Kampania „Sprzątanie świata” od lat prowadzona jest również w Olsztynie. Podobnie będzie i w tym roku. By służby miejskie było przygotowane na tę kampanię, a w szczególności na usunięcie zebranych przez wolontariuszy śmieci, dzisiaj (9.09) w siedzibie olsztyńskiej Straży Miejskiej w Olsztynie zebrali się przedstawiciele Urzędu Miasta, PUDiZ-u, PGM-u, ZGOK-u, Lasu Miejskiego, Straży Miejskiej.
-
Chcę wyraźnie podkreślić, że Urząd Miasta nie jest organizatorem kampanii „Sprzątanie Świata” - powiedziała Barbara Olszewska, naczelnik wydziału ochrony środowiska Urzędu Miasta. -
Jednak doświadczenie poprzednich lat wskazuje, że bez naszego zaangażowanie kampania nie może się obejść. Dlatego staramy się pomagać, szczególnie poprzez dostarczanie worków na śmieci oraz koordynowanie odbioru zebranych odpadków. Miasto pokrywa też koszty udziału w kampanii pracowników i sprzętu przedsiębiorstw i spółek komunalnych.Barbara Olszewska podkreśla, że kampania skierowana jest na sprzątanie miejsc powszechnie dostępnych, placów miejskich, parków, lasów i innych terenów publicznych.

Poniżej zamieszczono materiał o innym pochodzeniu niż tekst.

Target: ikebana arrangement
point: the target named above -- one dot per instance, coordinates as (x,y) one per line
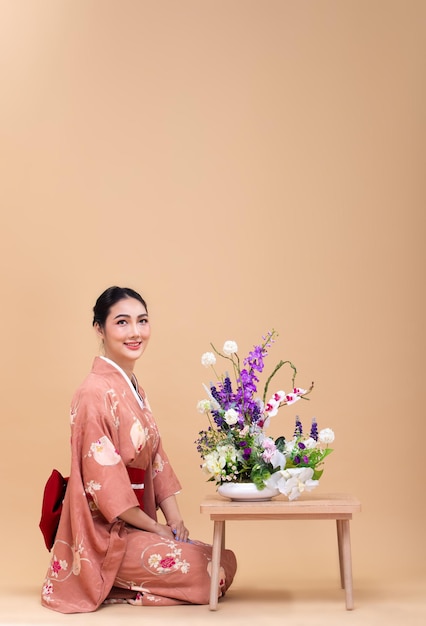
(235,447)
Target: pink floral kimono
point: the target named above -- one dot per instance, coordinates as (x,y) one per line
(97,558)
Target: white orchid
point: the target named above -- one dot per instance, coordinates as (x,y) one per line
(231,417)
(293,482)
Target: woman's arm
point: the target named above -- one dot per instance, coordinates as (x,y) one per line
(137,518)
(170,509)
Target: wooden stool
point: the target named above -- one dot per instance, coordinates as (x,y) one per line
(339,507)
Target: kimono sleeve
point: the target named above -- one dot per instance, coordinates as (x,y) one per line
(165,481)
(104,473)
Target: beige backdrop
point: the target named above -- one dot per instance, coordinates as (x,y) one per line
(245,165)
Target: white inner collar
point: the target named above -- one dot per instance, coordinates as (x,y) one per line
(129,382)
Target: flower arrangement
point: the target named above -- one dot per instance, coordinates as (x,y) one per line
(235,446)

- Podczas kampanii nie sprzątamy własnych podwórek, piwnic i strychów - podkreśla naczelnik Olszewska. -
Takie śmieci nie będą zbierane przez PGM i PUDiZ. Natomiast ZGOK nie będzie przyjmował tzw. wielkich gabarytów, to znaczy mebli, pralek, lodówek itp.W najbliższych dniach ustalone zostaną punkty na terenie miasta, gdzie będzie można składać worki z zebranymi podczas kampanii śmieciami. Wykaz takich miejsc będzie podany do publicznej wiadomości za pośrednictwem środków masowego przekazu. Z tych miejsc worki zostaną odebrane przez służby miejskie.
-
Spodziewamy się, że apogeum kampanii będzie miało miejsce już w piątek,
w pierwszy dzień kampanii - dodaje Małgorzata Jasicka z wydziału ochrony środowiska Urzędu Miasta. -
Wtedy śmieci zbierać będą uczniowie olsztyńskich szkół w czasie godzin lekcyjnych. W sobotę i niedzielę zainteresowanie kampanią będzie już raczej znikome. Dlatego w niedzielę PGM, PUDiZ i ZGOK nie będą pracować. Ostatnie worki ze śmieciami zostaną zebrane w poniedziałek. -
Objedziemy miasto po zakończeniu sprzątania i wskażemy służbom komunalnych miejsca, w których spontanicznie zostały złożone worki ze śmieciami, żeby zostały odwiezione do ZGOK - zapewnia Józef Kłosek, komendant straży miejskiej. -
Będziemy również pilnować, by w wyznaczonych punktach zbierania worków ze śmieciami nie były składowane stare meble, pralki lodówki. Osoby wyrzucające takie „śmieci” mogą spodziewać się mandatów za zaśmiecanie miasta.Osoby zainteresowane udziałem w kampanii mogą zgłosić się do Wydziału Ochrony Środowiska Urzędu Miasta, mieszczącego się przy ul. Knosały 3/5 i tam pobrać worki na śmieci. Nie mogą jednak liczyć na wskazanie miejsc, które trzeba posprzątać. O tym każdy z uczestników „Sprzątanie świata” musi zadecydować sam.
W początkowych latach kampanii w Olsztynie zbierano ponad 100 ton odpadów. Rok temu zebrano „tylko” 25 ton.